ソニーグループの1株当たり配当金 中間配当 期末配当 年間配当
2023年度 40円 未定 未定
2022年度 35円 40円 75円
2021年度 30円 35円 65円
2020年度 25円 30円 55円
2019年度 20円 25円 45円

(出典:ソニーグループ「投資家情報(配当金)」

過去10年の株価推移

そしてソニーの過去10年の株価推移についてです。

見ての通り、株価は長期にわたって下値切り上げの上昇しているのがわかります。

長期投資スタンスの株主は、恩恵を受けているのではないでしょうか。

足元では調整気味ですが、10年後の成長戦略次第では、再び上昇する可能性もあります。

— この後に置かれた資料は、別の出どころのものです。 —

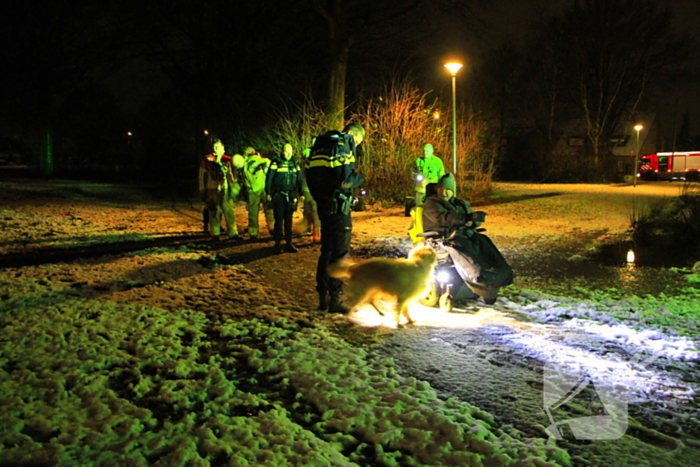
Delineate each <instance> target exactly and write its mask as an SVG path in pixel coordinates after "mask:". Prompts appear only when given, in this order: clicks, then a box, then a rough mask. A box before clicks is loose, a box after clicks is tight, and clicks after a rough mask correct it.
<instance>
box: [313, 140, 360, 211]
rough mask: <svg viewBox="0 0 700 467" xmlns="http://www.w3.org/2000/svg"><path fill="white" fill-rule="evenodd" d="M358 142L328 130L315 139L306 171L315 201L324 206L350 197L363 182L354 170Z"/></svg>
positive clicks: (356, 165)
mask: <svg viewBox="0 0 700 467" xmlns="http://www.w3.org/2000/svg"><path fill="white" fill-rule="evenodd" d="M355 149H356V148H355V139H354V138H353V137H352V135H351V134H347V133H341V132H339V131H329V132H326V133H324V134H323V135H321V136H319V137H317V138H316V142H315V143H314V146H313V147H312V148H311V154H310V155H309V159H308V165H307V169H306V183H307V185H308V186H309V191H310V192H311V196H313V198H314V200H315V201H316V202H317V203H319V208H321V205H322V203H325V202H328V201H329V200H331V199H333V198H334V197H337V196H338V195H343V196H347V197H349V196H351V195H352V189H353V188H355V187H358V186H360V185H362V183H364V177H363V176H362V175H360V174H359V173H357V172H356V171H355V169H356V168H357V164H356V161H355Z"/></svg>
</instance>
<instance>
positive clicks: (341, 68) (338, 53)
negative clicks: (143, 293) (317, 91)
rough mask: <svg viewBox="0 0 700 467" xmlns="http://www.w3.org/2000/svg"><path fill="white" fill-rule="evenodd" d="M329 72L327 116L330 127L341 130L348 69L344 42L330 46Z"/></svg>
mask: <svg viewBox="0 0 700 467" xmlns="http://www.w3.org/2000/svg"><path fill="white" fill-rule="evenodd" d="M331 50H332V51H333V53H332V55H331V73H330V82H329V85H328V118H329V122H330V127H331V128H332V129H334V130H338V131H340V130H342V129H343V126H344V123H345V117H344V113H345V77H346V76H347V70H348V56H349V49H348V46H347V45H346V44H338V45H337V46H336V47H331Z"/></svg>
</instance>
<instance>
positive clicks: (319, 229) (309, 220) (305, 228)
mask: <svg viewBox="0 0 700 467" xmlns="http://www.w3.org/2000/svg"><path fill="white" fill-rule="evenodd" d="M314 142H316V138H314V139H313V140H312V142H311V146H312V147H313V144H314ZM310 154H311V148H306V149H304V153H303V157H302V158H301V163H300V164H299V165H300V166H301V195H302V198H303V200H304V201H303V203H304V204H303V206H304V207H303V211H304V218H303V220H302V232H303V233H304V234H306V233H311V239H312V241H313V242H314V243H318V242H320V241H321V219H319V218H318V207H317V206H316V201H314V198H313V196H311V192H310V191H309V185H308V183H306V169H307V167H308V165H309V155H310Z"/></svg>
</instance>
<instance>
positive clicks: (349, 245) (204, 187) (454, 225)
mask: <svg viewBox="0 0 700 467" xmlns="http://www.w3.org/2000/svg"><path fill="white" fill-rule="evenodd" d="M364 138H365V129H364V127H363V126H362V125H360V124H358V123H350V124H348V125H347V126H346V127H345V128H344V129H343V131H328V132H326V133H324V134H323V135H320V136H318V137H316V138H315V139H314V143H313V146H312V147H311V148H309V150H308V151H306V152H305V154H304V157H303V158H302V163H301V164H300V162H299V161H298V160H297V159H296V158H295V157H294V150H293V147H292V146H291V144H285V145H284V148H283V151H282V153H281V154H280V155H278V156H276V157H274V158H272V160H268V159H265V158H262V157H261V156H260V154H258V153H257V151H255V150H254V149H253V148H247V149H246V150H245V151H244V156H238V155H236V156H233V157H230V156H227V155H226V154H225V151H224V146H223V143H221V141H220V140H215V141H214V145H213V153H212V154H209V155H207V156H206V157H205V158H204V160H203V161H202V164H201V167H200V172H199V173H200V176H199V188H200V193H201V194H202V200H204V201H205V204H206V207H205V210H206V212H207V213H208V221H207V228H208V231H209V233H210V234H211V235H212V236H214V237H215V238H218V237H219V234H220V229H221V216H222V214H223V216H224V218H225V219H226V234H227V235H228V237H229V238H232V239H236V238H239V235H238V232H237V230H236V222H235V215H234V213H233V203H234V202H235V200H236V199H237V197H238V196H240V194H241V192H242V191H243V189H245V190H246V191H247V204H246V207H247V210H248V232H249V235H250V238H251V239H253V240H254V239H256V238H257V236H258V234H259V227H258V217H259V208H260V206H261V205H262V206H263V209H264V210H265V217H266V219H267V222H268V227H269V228H270V231H271V234H272V235H273V237H274V240H275V253H282V252H284V251H287V252H296V251H297V249H296V247H295V246H294V245H293V244H292V216H293V213H294V212H295V210H296V209H297V205H298V203H302V205H303V206H304V219H305V223H307V225H308V226H309V227H310V229H311V231H312V234H313V236H314V240H319V239H320V242H321V252H320V255H319V258H318V263H317V267H316V291H317V292H318V296H319V305H318V309H319V310H322V311H329V312H331V313H347V312H348V311H349V307H348V305H347V304H346V303H345V302H344V301H343V299H342V293H343V282H342V281H341V280H340V279H337V278H334V277H331V276H330V275H329V274H328V267H329V265H330V264H333V263H335V262H336V261H339V260H340V259H341V258H343V257H345V256H346V255H348V254H349V252H350V239H351V233H352V217H351V212H352V205H353V199H354V198H353V189H355V188H357V187H360V186H361V185H362V184H363V183H364V177H363V176H362V175H361V174H360V173H359V172H358V171H357V149H358V147H359V146H360V144H362V142H363V140H364ZM433 151H434V150H433V146H432V145H431V144H426V145H425V146H424V148H423V155H422V156H421V157H419V158H418V159H417V160H416V163H415V167H414V172H415V173H416V175H420V176H419V177H416V182H417V183H416V195H415V199H416V205H417V206H421V207H422V210H423V212H422V221H423V224H424V225H423V227H424V230H442V231H445V232H451V231H454V230H458V235H457V243H458V246H459V247H458V248H457V254H463V255H472V256H473V257H474V258H471V259H470V261H471V262H472V263H474V262H477V263H478V262H480V261H481V262H489V261H491V262H492V260H493V258H494V257H495V258H496V259H499V258H500V260H501V261H500V262H498V264H495V263H494V264H490V265H489V264H485V265H484V267H480V268H478V269H479V270H480V271H483V273H479V276H478V277H476V276H475V277H465V283H466V285H467V286H468V288H469V289H470V290H471V291H472V293H474V294H475V295H479V296H481V297H482V298H483V299H484V301H486V302H487V303H493V302H494V301H495V297H496V295H497V293H498V289H499V288H500V287H501V286H504V285H507V284H509V283H512V277H513V273H512V269H510V267H509V266H508V264H507V263H506V262H505V260H503V257H502V256H500V253H498V250H497V249H496V248H495V246H494V245H493V244H492V243H490V240H489V239H488V237H486V236H485V235H482V234H481V233H479V232H478V231H477V227H479V226H480V225H481V223H482V222H484V218H483V216H481V215H480V214H479V213H474V211H473V210H472V209H471V206H470V205H469V203H468V202H466V201H464V200H461V199H459V198H457V197H456V196H455V192H456V182H455V179H454V176H453V175H452V174H446V173H445V169H444V166H443V164H442V161H441V160H440V159H439V158H438V157H436V156H435V155H434V152H433ZM240 171H242V173H243V177H242V179H243V180H242V181H243V185H241V181H240V180H239V179H240V178H241V177H237V176H236V174H237V173H239V172H240ZM319 224H320V238H319V232H318V228H319ZM283 239H284V241H285V246H284V247H283V246H282V240H283ZM491 250H495V252H496V254H495V255H494V254H493V252H492V251H491ZM455 262H457V261H455Z"/></svg>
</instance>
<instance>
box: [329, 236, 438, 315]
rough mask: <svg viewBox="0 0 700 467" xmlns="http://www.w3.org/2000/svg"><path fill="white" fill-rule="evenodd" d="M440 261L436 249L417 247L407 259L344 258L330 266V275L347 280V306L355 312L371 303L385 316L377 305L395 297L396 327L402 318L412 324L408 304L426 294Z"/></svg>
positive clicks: (377, 258)
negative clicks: (434, 267)
mask: <svg viewBox="0 0 700 467" xmlns="http://www.w3.org/2000/svg"><path fill="white" fill-rule="evenodd" d="M436 262H437V255H436V253H435V250H433V249H432V248H430V247H427V246H421V247H417V248H414V249H413V250H411V252H410V253H409V255H408V258H405V259H403V258H402V259H391V258H371V259H367V260H362V261H353V260H352V259H349V258H344V259H342V260H340V261H338V262H336V263H333V264H331V265H330V266H329V268H328V272H329V274H330V275H331V276H333V277H337V278H345V279H347V284H346V290H347V296H348V303H349V304H350V305H351V306H352V309H353V310H355V309H357V307H359V306H361V305H363V304H365V303H367V302H369V303H371V304H372V306H374V308H375V309H376V310H377V311H378V312H379V314H380V315H382V316H384V313H382V311H381V310H380V309H379V307H378V306H377V300H378V299H379V298H382V297H393V298H395V299H396V301H397V308H396V325H397V326H398V325H399V320H400V319H401V315H403V316H405V317H406V319H407V320H408V322H409V323H413V320H412V319H411V317H410V316H409V314H408V303H409V302H410V301H411V300H413V299H414V298H417V297H419V296H420V295H421V294H422V293H423V291H425V288H426V284H427V282H428V280H430V276H431V273H432V271H433V268H434V267H435V263H436Z"/></svg>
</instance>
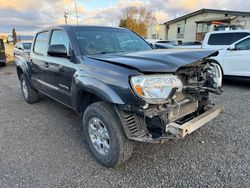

ですが、株価の下落はいつ起こるか誰にも予測できません。

さらに今では、物価ばかり上がって、でも給料は上がらない。
先の見えない時代だからこそ、「将来への備え」は重要です。

ではどうすれば、株式投資によるリスクを抑えられるようになるのか?

ソニーに限らず、株価下落に備えておくべき「考え方」と「具体策」があります

【ソニーの株価の10年後】重要な3つの事業戦略

「クリエイティビティとテクノロジーの力で、世界を感動で満たす。」

これは、ソニーが2019年に掲げたパーパス(存在意義)。
「感動」を一つのキーワードに、各領域・分野を強化してきました。

今後も、感動を生み出す事業創出に、経営資源を投下することを2023年度経営方針説明会でも発表。

では、ソニーが特に重視する事業戦略は何か?
ソニーの10年後の株価にも影響しうる重要な3つの事業戦略について解説していきます。

【戦略1】人の心を動かす事業へのさらなる投資

まずソニーの経営の中核を成す「人の心を動かす事業へのさらなる投資」

ソニーのエンタテイメント事業の成長が著しい。
2022年度には、売上高、営業利益ともにグループ連結の5割を占めるまでに成長しました。

まさにソニーにとって、屋台骨ともいえる本事業。
エンタテイメント事業は以下3つの事業で構成され、「人の心を動かす事業」とも呼びます。

ソニーが手掛ける「人の心を動かす事業」

  • 映画事業
  • 音楽事業
  • ゲーム&ネットワークサービス(G&NS)事業

世界を席巻する多様な感動を創出する事業。
ソニーの成長拡大には欠かせない、経営の中核を成す事業となっています。

今後さらなる成長を遂げるべく、ソニーでは以下の点を重視。

  • 感動クリエイションの強化(コンテンツIP):
    クリエイターの感動を創る力に投資。コンテンツIPには、過去5年で約1兆円の投資を実施。
  • パートナー連携とコンテンツIP連携:
    コンテンツだけでなく作品を流通させるパートナーとの連携も必要不可欠。近年はコンテンツIPでの事業間連携が活発に進み、クリエイティブの強化に結びつく実績あり。
  • プロダクトでのクリエイションの強化
     世界のクリエイターに選ばれるブランドを目指すべく、新しい映像表現やコンテンツ制作技術にも注力。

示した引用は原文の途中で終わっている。